Scarf with Fibonacci pattern
This scarf is a handmade gift to my mother from her late advisor, the Nobel Laureate David Hubel. As the story goes, my mother was finishing her PhD in Spain in 1996, when she met David Hubel at a conference. My mother was too shy to introduce herself, but on the last day of the conference she got the courage to speak to him, and after a short conversation he offered her to join his lab at Harvard Medical School. Eventually my mother got her green card and about twelve years ago she became a naturalized citizen of these United States. In fact, she had never voted in an election until she became an American citizen.

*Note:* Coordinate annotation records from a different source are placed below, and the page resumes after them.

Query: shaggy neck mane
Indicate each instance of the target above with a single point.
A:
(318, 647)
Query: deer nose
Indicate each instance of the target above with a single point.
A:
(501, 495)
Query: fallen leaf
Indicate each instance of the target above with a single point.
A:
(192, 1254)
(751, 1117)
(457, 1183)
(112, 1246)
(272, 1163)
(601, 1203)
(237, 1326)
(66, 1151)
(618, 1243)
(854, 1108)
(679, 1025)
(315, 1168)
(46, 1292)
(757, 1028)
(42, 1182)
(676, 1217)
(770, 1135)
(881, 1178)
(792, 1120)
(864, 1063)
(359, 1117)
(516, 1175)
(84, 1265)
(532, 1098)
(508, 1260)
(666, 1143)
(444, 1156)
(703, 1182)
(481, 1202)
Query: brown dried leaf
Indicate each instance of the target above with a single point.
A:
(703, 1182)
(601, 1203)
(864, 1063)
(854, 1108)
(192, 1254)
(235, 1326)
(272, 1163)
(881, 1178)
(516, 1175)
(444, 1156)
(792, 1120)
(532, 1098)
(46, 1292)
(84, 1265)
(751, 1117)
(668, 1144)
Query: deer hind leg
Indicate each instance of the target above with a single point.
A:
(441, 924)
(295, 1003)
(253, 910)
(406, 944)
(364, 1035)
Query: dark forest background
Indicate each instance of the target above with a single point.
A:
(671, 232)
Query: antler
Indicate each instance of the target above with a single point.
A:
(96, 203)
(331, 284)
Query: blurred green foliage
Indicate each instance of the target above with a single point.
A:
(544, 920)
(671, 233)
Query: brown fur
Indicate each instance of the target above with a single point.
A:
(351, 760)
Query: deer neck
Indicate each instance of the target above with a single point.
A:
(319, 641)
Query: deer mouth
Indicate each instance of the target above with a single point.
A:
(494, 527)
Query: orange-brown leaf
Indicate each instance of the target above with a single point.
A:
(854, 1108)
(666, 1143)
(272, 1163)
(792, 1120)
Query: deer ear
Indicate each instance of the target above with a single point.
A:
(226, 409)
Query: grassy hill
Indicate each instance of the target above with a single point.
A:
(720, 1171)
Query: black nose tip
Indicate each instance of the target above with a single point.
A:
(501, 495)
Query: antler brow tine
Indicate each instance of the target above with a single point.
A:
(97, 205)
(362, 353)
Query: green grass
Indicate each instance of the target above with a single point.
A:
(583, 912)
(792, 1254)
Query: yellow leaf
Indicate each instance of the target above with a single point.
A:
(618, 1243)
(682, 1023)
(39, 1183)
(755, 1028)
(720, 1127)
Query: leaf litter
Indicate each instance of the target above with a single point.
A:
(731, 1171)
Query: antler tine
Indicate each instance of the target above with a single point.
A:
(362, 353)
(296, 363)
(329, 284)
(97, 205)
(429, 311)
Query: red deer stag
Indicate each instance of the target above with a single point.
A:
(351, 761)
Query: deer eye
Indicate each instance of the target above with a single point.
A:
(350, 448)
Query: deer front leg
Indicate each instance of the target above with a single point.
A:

This scarf is important to my mother because it symbolizes David Hubel's mentorship. My mother had nobody when she came over and was not entirely comfortable speaking the language. She couldn’t even call cabs in Boston because they wouldn’t show up to pick up a passenger with the last name “Martínez-Conde.” David Hubel and my father (who was also a trainee in the Hubel lab) were her first friends in this country. Like their friendship, the scarf is and was a source of comfort to my mother. The scarf is also fascinating because David Hubel weaved it himself, and, given that he was making it for another scientist, he weaved the Fibonacci sequence into the scarf, a pattern found often in nature. My parents began dating some years later, and they were married in my mother's hometown. David Hubel also handwove a beautiful blanket for my parents as a wedding present.